Como fica o ecumenismo, na palavra de Bento XVI, frente ao Cardeal Ratzinger que, em debate crítico de ainda há dois anos, enfatizava a estrita mensagem salvífica da Igreja Católica? Todo esse enorme percurso, pós João XXIII, do encontro das fés, reconhecendo o seu contexto intercultural, já sofrera dos emperros nos últimos tempos de João Paulo II, não obstante a maior veemência simbólica e gestual pelo grande propósito. Nos debates da sua Encíclica Dominus Jesus, aflorara a declaração do então Cardeal do Santo Ofício, de que ''só na Igreja se encontra a salvação, plena dos meios salvíficos''. Ou seja, todo o diálogo intereclesial é só primícia de um debate mais fundo, em que deverão se desatar neste entendimento final os percalços para que se manifeste a única e verdadeira fé. O suposto era, pois, que o ecumenismo se dissolvesse dentro da crença adulta a que se associa a pregação mais funda da homilia de Ratzinger, às vésperas de se fecharem as portas da Capela Sistina.

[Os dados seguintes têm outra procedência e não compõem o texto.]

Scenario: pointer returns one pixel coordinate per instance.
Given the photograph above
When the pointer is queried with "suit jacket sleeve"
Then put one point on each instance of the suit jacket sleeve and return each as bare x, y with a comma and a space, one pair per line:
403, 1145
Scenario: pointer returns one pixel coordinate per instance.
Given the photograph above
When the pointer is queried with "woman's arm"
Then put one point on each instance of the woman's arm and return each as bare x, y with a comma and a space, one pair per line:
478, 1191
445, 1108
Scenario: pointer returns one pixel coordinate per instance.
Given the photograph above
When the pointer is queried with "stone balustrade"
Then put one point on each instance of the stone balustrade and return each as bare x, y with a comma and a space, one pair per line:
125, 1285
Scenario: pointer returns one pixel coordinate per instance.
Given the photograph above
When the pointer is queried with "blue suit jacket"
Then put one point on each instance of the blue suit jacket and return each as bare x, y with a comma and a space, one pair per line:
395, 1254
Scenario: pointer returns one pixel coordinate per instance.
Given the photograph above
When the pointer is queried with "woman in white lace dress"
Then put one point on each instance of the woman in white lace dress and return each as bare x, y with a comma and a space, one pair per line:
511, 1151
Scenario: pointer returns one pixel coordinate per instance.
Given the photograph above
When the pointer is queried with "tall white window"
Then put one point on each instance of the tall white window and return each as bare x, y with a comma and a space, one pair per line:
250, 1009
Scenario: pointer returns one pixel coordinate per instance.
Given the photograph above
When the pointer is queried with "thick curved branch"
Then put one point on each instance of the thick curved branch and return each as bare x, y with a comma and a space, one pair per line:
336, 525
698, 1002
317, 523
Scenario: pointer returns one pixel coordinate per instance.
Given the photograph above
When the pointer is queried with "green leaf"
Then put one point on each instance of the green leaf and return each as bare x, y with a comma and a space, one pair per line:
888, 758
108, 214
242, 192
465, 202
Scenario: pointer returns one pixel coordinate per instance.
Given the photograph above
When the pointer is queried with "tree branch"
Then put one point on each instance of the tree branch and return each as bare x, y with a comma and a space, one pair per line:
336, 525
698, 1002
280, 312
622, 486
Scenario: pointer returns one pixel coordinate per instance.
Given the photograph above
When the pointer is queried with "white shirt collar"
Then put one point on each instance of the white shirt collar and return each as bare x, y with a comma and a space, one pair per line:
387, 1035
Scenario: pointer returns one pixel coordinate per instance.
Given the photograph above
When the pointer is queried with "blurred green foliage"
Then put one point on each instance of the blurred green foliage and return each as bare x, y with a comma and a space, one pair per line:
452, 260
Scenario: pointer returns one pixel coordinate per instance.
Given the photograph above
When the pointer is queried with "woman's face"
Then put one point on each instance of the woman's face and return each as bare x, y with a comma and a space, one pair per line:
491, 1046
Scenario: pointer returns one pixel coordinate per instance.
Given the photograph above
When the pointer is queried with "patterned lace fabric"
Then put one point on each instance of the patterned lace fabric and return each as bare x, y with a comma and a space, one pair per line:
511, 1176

O Cardeal Martini foi a voz mais nítida nos dias do pré-conclave, voltando repetidamente à carga na busca da expectativa da Igreja pós Wojtyla. E o empate, no primeiro escrutínio com Ratzinger, precedeu à avalanche do aponte de Bento XVI. Na convergência final ressoariam as palavras do antigo Cardeal de Milão: ''não há dúvida de que, fora de qualquer Igreja, alcançam a salvação todos os que seguem a graça de Deus, a consciência moral e do Espírito Santo''. Desatou-se o consenso tanto o novo Pontífice juntou a verdade, intrinsecamente, à caridade. Nas primeiras palavras do Papa, entende-se que os encontros na fé perseguem-se no mistério de cada um, e na força de sua entrega à Deus. No propósito da humildade de Ratzinger o novo sucessor de Pedro quer uma Igreja prospectiva, à escuta da Encarnação, no mundo de todos os quadrantes para além das seduções da velha cristandade. Esta ainda transparecia no Cardeal, voltado para um claro integrismo cultural, quando se manifesta contra a entrada da Turquia na grande Europa, tanto embaraçasse o Islão uma leitura restauradora do Ocidente nas suas raízes confessionais que, aliás, rejeitou a Carta Magna da União.
O novo marco de humanidade que rompeu na Praça de São Pedro recusa qualquer retornismo ou identidade prístina, para assentar a palavra do Pescador diante da ''civilização do medo'', irrompida com o novo século. Vai a Igreja de Bento XVI à palavra contra o universo hegemônico, que ora nasce das cruzadas partidas do Salão Oval, a pretexto do terrorismo, e a implicar uma imposição de valores urbi et orbi por sobre os contextos culturais de onde nasce a sua vivência e concretude. O adeus a João Paulo II move uma opinião pública internacional, que confronte um fundamentalismo a se valer da fé, contra o implante de um novo e efetivo tecido de cidadania mundial. Este, na sua diferença e no seu multiculturalismo, se transforma, de fato, na barreira contra as terraplanagens históricas em que quer se erguer um universo hegemônico.
O novo pontífice já remove o empecilho para a prática do ecumenismo, voltado a considerar a Igreja católica não mãe, como insistir Ratzinger, mas irmã, no diálogo com os outros credos. Não foi outra a interpelação do patriarca grego de Damasco em 2000, frente a João Paulo II, diante da insistência no primado universal, frente às Igrejas locais, que já interrompera o acordo anglicano de 83.
O teólogo e intelectual ofereceu-nos esta dramática mudança do pastor frente ao povo fiel no timbre em que enunciou o enlace único da verdade à caridade. Ou a percepção extrema do anúncio como caminhada da crença no confronto com os relativismos. Ou deste relevo do concreto e da esperança, para evitar a banalização da fé. O que não pode Bento XVI é desertar a praça que herdou. Mas para fazer da Igreja-espetáculo a Igreja relevante, como pede o inédito de um Papa pensador, e implacável, que implora, de partida, o ''desmedido'' da força divina.